Sempre pensei em Arendt como uma pensadora independente. Ela não pertence a nenhuma escola ou partido. Ela aborda cada tópico com frescor e perspicácia. Ela não é uma pensadora de esquerda nem de direita, mas o que ela escreve é sempre estimulante. Ela encoraja a pessoa a “parar e pensar”. Vocês provavelmente conhecem o comentário que ela fez no primeiro congresso sobre sua obra em 1972. Perguntaram se ela estava à direita ou à esquerda. Ela respondeu à pergunta de maneira brilhante afirmando que as questões importantes de nosso tempo não seriam respondidas nesses termos. Pensadores conservadores e de esquerda frequentemente a atacam porque ela é muito independente. Penso que ela apresenta a análise mais original e profunda da liberdade política. Durante toda a sua vida ela procurou restaurar a dignidade da política.


O que não significa que ela não caia em algumas contradições ao promover esse modo independente de pensar...


Um de seus grandes pontos cegos foi sua compreensão do racismo nos EUA. Em suas “Reflexões sobre Little Rock”, ela impôs suas categorias do social e do político. Argumentei que a maneira como ela distingue o político e o social não é adequada.

Arendt se opôs fortemente à imposição federal da integração nas escolas públicas, quando em 1954, a Suprema Corte dos Estados Unidos decretou por unanimidade que a segregação das escolas públicas violava a Décima Quarta Emenda da Constituição. Usando categorias que ela havia elaborado em A Condição Humana, ela estabeleceu uma distinção rígida entre o político, o social e o privado.
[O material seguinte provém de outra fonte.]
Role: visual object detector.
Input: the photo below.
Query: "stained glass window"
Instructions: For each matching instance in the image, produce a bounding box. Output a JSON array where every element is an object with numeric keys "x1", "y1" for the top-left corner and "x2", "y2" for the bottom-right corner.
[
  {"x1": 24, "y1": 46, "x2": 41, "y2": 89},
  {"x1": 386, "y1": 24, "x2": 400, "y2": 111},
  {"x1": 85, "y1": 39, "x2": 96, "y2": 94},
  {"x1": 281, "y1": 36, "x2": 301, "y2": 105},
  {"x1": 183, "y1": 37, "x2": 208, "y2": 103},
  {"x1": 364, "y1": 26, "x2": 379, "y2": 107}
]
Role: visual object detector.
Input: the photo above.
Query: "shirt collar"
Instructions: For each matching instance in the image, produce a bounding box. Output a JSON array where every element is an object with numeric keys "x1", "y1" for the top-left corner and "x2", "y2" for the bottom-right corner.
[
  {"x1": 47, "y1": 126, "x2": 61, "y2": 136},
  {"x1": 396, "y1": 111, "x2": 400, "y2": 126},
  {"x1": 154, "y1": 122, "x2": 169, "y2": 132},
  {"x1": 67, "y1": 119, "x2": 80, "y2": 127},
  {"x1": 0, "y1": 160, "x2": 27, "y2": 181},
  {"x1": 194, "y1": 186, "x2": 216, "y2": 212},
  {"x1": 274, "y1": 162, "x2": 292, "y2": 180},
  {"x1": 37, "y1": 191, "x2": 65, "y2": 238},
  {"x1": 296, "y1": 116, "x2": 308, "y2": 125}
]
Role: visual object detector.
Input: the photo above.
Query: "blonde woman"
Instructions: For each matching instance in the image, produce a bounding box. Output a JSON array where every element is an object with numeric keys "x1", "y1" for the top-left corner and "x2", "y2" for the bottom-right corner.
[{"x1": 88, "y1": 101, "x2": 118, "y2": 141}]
Ela afirmava que a discriminação social não poderia ser proibida por meios políticos. Se pais brancos queriam enviar suas crianças para escolas onde existem apenas crianças brancas, o governo não tinha o direito de interferir. Arendt falhou em compreender as consequências desastrosas da hostil discriminação política, social e econômica dos negros nos EUA. Ela falhou em compreender como se abusou do apelo aos “direitos dos estados” para impor todo tipo de práticas discriminatórias horríveis contra os negros.

Arendt, que acreditava que o pensamento deve estar enraizado nas experiências vividas, se dedicou à compreensão dos fenômenos de massa e de refugiados, uma experiência vivida por ela mesma. Ela alertou sobre como as tensões entre Estado e Nação poderiam aumentar o número de refugiados vivendo em campos de refugiados. Hoje em dia essa crise parece ter se intensificado. Como a noção de Arendt sobre o direito a ter direitos nos ajuda a compreender esse fenômeno?

Por causa da experiência de Arendt como apátrida, ela foi uma das primeiras teóricas a ser sensível ao infortúnio dos apátridas e refugiados. Ela escreveu sobre a situação com grande sensibilidade e discernimento. Ela previu que o problema dos refugiados seria uma das maiores questões de nossa época. Suas reflexões sobre o “direito a ter direitos” ainda são relevantes hoje porque muitos refugiados estão vivendo em campos onde não têm direitos nem qualquer sentido de comunidade política.


Qual outro pensamento de Arendt abordado em seu livro você destacaria para nos ajudar a pensar os desafios de hoje?


Muito antes do discurso atual sobre “fatos alternativos”, Arendt reconheceu os perigos políticos do obscurecimento da distinção entre verdade e falsidade. Seu brilhante ensaio “Verdade e Política” mostra como ela abordava os perigos que encontramos hoje.

Se Arendt pudesse testemunhar o mundo em que vivemos, ela certamente concordaria que vivemos tempos sombrios. Mas apesar de ser uma dura crítica da Modernidade, ela acreditava que podemos encontrar novos começos mesmo nos tempos mais escuros. Como podemos encontrar iluminações para o nosso tempo?

Uma das categorias fundamentais no pensamento de Arendt é a de natalidade. Não importa quão sombrios sejam os tempos, sempre existe a possibilidade de novos começos quando as pessoas agem juntas. O começo, disse ela, é a manifestação da liberdade humana. Essa é agora a esperança para o futuro.